The goal of this collaboration is to make it easier for clinicians to use COVID-Net in hospitals by means of a web-based graphical user interface (GUI) that sits atop Boston Children’s ChRIS framework using Red Hat OpenShift — the industry’s leading enterprise Kubernetes platform that supports deployments across complex hybrid and multicloud infrastructures.

“Improving clinical care and outcomes through cutting edge computational research is core to the mission of Boston Children’s FNNDSC. Our open source ChRIS platform allows for the rapid development and deployment of novel AI solutions in practically any setting,” said Boston Children’s Scientist Rudolph Pienaar, Ph.D., lead Technical Architect of ChRIS and Assistant Professor in Radiology at Harvard Medical School. “We are thrilled to help deploy COVID-Net on ChRIS with DarwinAI and leverage Red Hat OpenShift. We believe this effort can result in screening many cases at tremendous scale and help focus healthcare where it is most needed as quickly as possible.”

“Our mission is to help people build AI they can trust, and the development of COVID-Net is a topical and timely manifestation of that goal,” said Sheldon Fernandez, DarwinAI’s CEO. “The COVID-Net system is a promising tool, but needs to be coupled with a compelling GUI to be effective — Boston Children’s ChRIS framework and the Red Hat OpenShift platform provides an effective way to get COVID-Net into the hands of health care professionals on the front lines.”
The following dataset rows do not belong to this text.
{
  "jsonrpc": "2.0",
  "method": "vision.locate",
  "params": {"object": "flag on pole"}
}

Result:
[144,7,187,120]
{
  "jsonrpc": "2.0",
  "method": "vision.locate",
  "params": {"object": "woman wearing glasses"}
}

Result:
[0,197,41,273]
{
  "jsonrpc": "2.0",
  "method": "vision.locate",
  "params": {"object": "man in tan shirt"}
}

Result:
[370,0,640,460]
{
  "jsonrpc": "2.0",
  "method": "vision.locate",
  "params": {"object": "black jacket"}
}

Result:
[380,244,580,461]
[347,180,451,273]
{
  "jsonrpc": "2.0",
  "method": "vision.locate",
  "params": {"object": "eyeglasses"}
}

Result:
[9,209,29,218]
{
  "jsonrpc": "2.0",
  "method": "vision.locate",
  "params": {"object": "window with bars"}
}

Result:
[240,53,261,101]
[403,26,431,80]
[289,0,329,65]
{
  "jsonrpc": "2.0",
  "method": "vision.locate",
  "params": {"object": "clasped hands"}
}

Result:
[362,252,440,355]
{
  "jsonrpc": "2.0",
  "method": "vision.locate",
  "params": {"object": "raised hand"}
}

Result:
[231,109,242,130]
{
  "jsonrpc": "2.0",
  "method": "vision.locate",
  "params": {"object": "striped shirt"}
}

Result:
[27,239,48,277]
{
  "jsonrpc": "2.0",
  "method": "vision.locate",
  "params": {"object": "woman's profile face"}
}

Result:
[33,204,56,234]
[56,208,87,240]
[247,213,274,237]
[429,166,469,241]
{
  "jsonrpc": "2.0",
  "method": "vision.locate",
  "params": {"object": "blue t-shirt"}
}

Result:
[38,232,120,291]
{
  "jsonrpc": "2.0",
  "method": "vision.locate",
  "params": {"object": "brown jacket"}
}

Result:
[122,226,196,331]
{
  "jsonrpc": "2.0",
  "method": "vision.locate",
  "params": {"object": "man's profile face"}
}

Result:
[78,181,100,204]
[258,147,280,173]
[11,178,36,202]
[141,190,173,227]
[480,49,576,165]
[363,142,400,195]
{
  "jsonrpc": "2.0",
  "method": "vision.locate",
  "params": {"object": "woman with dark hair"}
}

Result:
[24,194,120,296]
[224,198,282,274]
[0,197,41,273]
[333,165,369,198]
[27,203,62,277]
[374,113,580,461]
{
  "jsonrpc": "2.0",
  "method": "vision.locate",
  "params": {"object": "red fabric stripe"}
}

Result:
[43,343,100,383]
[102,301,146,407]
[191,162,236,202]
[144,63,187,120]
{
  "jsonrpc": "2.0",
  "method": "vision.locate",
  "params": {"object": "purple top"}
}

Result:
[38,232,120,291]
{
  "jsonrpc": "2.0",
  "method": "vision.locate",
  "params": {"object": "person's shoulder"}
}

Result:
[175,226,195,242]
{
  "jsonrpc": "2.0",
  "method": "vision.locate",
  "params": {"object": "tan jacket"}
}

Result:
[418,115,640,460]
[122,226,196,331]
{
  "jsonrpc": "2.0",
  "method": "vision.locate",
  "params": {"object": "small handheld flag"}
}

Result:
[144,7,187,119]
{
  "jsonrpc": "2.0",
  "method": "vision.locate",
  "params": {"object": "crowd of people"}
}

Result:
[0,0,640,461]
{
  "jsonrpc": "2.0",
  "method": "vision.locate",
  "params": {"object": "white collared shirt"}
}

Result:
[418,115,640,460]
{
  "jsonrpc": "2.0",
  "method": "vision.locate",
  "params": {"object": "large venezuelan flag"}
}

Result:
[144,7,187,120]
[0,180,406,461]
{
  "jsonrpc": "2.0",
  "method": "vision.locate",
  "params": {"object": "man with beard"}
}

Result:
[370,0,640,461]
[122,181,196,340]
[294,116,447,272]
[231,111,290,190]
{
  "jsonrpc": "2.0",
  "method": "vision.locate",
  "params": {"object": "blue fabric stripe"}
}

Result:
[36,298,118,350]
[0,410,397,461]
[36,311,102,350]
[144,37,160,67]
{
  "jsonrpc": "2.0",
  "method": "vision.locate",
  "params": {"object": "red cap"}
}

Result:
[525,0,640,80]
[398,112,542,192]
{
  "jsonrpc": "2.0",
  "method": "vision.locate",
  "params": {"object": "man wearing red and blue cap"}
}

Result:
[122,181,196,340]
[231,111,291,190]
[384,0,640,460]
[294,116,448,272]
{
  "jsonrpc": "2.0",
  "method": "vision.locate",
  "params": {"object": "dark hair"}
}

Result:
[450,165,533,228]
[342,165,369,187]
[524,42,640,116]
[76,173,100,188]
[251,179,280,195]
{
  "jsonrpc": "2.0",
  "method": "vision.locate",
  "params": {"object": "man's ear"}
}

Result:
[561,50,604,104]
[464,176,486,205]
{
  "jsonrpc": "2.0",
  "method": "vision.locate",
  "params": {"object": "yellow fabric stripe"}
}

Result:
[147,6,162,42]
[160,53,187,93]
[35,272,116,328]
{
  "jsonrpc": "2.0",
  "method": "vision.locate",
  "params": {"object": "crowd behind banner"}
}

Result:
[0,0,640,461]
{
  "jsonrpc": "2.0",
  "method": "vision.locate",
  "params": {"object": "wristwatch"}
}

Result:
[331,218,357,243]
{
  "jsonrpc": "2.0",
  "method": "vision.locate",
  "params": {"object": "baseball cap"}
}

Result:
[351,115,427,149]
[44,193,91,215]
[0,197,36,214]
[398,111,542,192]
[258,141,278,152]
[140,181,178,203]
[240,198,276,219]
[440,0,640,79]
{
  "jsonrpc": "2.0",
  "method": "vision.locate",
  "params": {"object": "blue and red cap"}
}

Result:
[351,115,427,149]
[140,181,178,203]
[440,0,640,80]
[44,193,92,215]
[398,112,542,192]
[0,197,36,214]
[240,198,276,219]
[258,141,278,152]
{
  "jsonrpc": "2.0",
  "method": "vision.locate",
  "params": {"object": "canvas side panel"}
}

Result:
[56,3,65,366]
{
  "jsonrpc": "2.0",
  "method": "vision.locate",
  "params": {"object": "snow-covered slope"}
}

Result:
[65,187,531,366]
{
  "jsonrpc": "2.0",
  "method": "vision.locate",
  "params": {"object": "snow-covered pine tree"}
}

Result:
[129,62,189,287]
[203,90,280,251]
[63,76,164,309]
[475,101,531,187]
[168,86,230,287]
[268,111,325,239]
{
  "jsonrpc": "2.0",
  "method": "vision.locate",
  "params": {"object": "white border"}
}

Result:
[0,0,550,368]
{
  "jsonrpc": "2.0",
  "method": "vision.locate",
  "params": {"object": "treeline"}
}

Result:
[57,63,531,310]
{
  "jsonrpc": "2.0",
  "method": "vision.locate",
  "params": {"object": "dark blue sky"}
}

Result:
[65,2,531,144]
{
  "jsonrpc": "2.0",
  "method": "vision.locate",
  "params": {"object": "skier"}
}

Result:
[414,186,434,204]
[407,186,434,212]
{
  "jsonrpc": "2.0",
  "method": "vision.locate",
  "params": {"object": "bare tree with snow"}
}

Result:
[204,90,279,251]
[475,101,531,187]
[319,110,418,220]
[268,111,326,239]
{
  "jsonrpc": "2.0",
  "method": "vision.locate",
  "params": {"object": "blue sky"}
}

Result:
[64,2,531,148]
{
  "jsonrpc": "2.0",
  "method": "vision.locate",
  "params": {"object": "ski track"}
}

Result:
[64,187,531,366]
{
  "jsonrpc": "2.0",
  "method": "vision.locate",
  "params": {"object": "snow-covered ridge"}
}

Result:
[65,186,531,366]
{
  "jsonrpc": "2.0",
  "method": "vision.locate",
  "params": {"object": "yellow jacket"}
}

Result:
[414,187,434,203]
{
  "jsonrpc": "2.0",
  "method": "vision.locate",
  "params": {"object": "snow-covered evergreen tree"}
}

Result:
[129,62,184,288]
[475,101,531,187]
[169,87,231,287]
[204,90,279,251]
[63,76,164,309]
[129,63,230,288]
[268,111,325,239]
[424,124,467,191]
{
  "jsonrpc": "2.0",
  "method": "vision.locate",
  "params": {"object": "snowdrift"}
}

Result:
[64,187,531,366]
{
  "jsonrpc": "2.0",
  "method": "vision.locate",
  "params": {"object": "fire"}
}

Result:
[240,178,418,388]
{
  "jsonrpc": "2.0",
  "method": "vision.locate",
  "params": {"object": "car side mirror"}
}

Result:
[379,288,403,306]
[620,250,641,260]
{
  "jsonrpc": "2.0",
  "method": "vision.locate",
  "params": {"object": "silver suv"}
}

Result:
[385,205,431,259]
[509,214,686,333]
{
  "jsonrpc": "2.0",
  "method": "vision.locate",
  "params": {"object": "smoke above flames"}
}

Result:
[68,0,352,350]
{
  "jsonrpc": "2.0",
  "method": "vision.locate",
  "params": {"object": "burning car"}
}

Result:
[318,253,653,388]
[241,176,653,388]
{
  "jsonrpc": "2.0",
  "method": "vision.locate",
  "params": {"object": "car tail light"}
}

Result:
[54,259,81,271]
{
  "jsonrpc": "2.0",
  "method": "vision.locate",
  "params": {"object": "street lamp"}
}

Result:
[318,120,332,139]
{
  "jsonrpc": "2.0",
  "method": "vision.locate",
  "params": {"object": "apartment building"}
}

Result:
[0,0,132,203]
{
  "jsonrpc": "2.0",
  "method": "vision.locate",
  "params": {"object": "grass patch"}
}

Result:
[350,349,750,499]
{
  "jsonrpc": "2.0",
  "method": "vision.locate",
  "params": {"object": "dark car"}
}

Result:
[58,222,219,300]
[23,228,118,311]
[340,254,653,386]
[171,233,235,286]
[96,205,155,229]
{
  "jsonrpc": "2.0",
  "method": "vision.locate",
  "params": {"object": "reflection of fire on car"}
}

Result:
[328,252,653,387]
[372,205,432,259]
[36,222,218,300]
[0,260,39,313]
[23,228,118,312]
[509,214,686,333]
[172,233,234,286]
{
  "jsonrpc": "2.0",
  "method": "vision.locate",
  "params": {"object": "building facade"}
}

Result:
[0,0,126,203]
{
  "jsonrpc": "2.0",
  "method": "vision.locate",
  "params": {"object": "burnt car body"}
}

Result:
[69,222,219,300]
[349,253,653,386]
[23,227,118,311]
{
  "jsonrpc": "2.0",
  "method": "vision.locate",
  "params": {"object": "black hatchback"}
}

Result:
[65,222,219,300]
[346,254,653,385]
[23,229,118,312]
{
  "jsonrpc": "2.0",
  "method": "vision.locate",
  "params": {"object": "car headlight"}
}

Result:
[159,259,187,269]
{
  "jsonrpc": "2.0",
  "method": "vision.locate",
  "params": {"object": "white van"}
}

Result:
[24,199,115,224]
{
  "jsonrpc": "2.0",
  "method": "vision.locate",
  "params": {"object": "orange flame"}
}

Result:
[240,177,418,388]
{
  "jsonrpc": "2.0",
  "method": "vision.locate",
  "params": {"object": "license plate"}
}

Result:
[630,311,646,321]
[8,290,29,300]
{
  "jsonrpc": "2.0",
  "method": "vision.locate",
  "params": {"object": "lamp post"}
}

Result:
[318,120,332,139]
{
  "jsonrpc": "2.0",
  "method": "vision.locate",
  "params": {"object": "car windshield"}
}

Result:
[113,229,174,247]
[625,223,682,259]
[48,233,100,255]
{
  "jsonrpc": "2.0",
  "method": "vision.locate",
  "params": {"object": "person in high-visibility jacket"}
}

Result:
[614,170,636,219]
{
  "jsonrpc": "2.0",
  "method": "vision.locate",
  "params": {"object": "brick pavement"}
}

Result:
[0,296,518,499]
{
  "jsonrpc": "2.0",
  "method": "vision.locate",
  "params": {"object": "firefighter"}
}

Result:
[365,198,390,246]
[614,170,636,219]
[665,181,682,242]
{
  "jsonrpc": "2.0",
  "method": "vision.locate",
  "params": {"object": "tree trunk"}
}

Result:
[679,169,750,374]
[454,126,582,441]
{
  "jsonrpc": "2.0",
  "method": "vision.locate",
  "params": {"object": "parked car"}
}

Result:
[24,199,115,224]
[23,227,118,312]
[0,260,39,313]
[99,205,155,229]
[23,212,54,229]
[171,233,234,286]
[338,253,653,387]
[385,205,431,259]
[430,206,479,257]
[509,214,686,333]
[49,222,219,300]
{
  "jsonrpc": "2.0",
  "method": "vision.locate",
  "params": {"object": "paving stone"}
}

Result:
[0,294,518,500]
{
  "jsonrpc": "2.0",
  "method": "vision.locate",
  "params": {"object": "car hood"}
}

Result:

“At Red Hat, we pride ourselves on our open technologies hybrid cloud being used for the greater good,” said Chris Wright, senior vice president and chief technology officer, Red Hat. “COVID-19 impacts us all, and we are proud to have Red Hat OpenShift be an underlying technology in COVID-Net, a platform designed to better help frontline healthcare workers when it comes to understanding this complex disease.”

About COVID-Net

As the first wave of the COVID-19 pandemic took hold, the medical community reported one of the largest bottlenecks in triage and diagnosis was the scarcity and turn around time of the standard RT-PCR viral test. In response, DarwinAI collaborated with researchers at the University of Waterloo’s Vision and Imaging Processing (VIP) Lab to develop COVID-Net as a complementary tool to assist clinicians in rapidly screening for COVID-19 and assessing disease progression and severity.

DarwinAI’s Generative Synthesis platform enabled its team to develop COVID-Net in under a week, and on March 22 it was open-sourced and made publicly available to the research and international clinical community. The COVID-Net initiative has received global support and contribution from around 20 clinical institutes and healthcare providers around the world including Canada, U.S., Spain, India, and Malaysia.